4. Based on the results, which solver yielded the best results? Explain the basis for ranking the models - did you use training subset accuracy? Holdout subset accuracy? Time of execution? All three? Some combination of the three?

Answer: Based on the results, the lbfgs solver gave the best overall performance. It had the highest test accuracy of 0.7365, which is important because test accuracy shows how well the model performs on new, unseen data. While other solvers like newton-cg, liblinear, sag, and saga had similar test accuracies (around 0.7362), they were either slightly lower or the same.

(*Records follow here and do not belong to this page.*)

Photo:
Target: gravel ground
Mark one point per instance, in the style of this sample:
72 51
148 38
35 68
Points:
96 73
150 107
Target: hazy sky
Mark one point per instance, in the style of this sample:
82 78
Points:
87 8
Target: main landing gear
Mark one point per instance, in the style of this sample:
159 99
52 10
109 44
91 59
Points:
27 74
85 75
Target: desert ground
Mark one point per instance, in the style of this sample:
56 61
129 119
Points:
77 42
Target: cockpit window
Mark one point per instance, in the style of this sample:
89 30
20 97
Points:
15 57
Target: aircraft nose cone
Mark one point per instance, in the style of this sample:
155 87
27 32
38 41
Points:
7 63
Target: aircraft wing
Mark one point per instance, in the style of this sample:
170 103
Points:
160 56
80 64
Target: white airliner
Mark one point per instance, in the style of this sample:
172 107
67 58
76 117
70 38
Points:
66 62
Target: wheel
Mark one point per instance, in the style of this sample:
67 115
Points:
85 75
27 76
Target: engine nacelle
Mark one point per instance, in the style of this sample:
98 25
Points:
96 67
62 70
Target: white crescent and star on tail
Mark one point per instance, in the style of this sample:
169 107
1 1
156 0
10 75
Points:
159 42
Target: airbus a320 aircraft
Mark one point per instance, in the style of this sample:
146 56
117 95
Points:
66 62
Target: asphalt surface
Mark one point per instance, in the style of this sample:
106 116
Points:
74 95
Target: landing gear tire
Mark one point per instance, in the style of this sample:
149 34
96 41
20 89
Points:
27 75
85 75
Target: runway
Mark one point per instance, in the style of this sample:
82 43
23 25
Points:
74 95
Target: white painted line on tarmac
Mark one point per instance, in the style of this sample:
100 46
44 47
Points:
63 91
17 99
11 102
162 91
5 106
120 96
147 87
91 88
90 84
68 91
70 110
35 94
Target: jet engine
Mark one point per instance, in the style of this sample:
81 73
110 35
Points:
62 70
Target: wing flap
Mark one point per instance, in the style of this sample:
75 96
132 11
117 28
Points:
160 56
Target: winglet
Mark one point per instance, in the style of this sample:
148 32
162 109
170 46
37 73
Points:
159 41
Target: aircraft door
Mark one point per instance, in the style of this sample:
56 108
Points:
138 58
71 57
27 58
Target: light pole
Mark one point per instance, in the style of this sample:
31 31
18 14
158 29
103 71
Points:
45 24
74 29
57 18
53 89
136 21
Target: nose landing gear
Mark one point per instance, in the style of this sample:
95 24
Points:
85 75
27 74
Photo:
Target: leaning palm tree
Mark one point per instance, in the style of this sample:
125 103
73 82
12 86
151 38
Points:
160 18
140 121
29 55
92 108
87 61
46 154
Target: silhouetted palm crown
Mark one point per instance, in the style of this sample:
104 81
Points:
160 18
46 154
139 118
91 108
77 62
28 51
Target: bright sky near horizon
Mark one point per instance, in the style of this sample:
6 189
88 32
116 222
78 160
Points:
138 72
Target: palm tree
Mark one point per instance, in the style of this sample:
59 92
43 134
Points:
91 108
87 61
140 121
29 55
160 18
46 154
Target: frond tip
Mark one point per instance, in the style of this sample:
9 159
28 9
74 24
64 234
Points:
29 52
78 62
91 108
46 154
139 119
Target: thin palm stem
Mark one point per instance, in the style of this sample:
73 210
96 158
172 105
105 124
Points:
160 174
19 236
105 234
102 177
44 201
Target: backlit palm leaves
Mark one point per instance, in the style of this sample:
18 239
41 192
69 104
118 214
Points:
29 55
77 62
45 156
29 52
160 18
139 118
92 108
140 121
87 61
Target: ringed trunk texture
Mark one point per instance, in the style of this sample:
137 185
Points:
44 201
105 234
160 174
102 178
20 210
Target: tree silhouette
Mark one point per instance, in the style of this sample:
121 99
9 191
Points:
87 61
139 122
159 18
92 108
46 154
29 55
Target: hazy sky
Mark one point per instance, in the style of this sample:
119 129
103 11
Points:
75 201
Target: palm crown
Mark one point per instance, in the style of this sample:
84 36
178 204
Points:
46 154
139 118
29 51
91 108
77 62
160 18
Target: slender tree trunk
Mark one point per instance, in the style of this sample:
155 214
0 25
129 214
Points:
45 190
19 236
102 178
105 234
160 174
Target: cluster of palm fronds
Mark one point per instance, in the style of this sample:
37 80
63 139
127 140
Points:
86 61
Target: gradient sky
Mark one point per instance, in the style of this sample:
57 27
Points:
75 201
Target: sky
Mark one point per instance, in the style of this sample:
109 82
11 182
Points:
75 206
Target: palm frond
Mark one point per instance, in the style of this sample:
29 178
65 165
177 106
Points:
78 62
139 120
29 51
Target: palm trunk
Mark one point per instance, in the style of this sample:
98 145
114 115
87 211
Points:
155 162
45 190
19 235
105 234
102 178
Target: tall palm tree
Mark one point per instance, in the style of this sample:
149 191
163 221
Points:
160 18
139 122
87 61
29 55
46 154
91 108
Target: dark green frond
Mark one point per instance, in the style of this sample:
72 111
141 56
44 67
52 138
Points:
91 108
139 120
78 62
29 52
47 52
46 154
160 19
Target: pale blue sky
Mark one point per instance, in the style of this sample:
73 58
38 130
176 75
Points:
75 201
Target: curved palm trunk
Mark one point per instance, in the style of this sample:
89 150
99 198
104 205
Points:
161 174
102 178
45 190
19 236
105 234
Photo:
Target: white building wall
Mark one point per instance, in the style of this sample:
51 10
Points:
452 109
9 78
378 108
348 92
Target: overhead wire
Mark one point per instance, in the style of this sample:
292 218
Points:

I focused mainly on test accuracy to compare the models, since that's a better measure of generalization than training accuracy. However, I also considered time of execution. For example, liblinear was the fastest (0.0558 seconds), but its test accuracy was a bit lower. On the other hand, sag and saga took the longest time to run (over 11 and 13 seconds) and still didn’t show better accuracy. They also triggered ConvergenceWarnings, meaning they didn’t fully finish optimizing within the allowed number of iterations. So, when balancing accuracy, time, and stability, lbfgs is the best choice among all solvers in this case.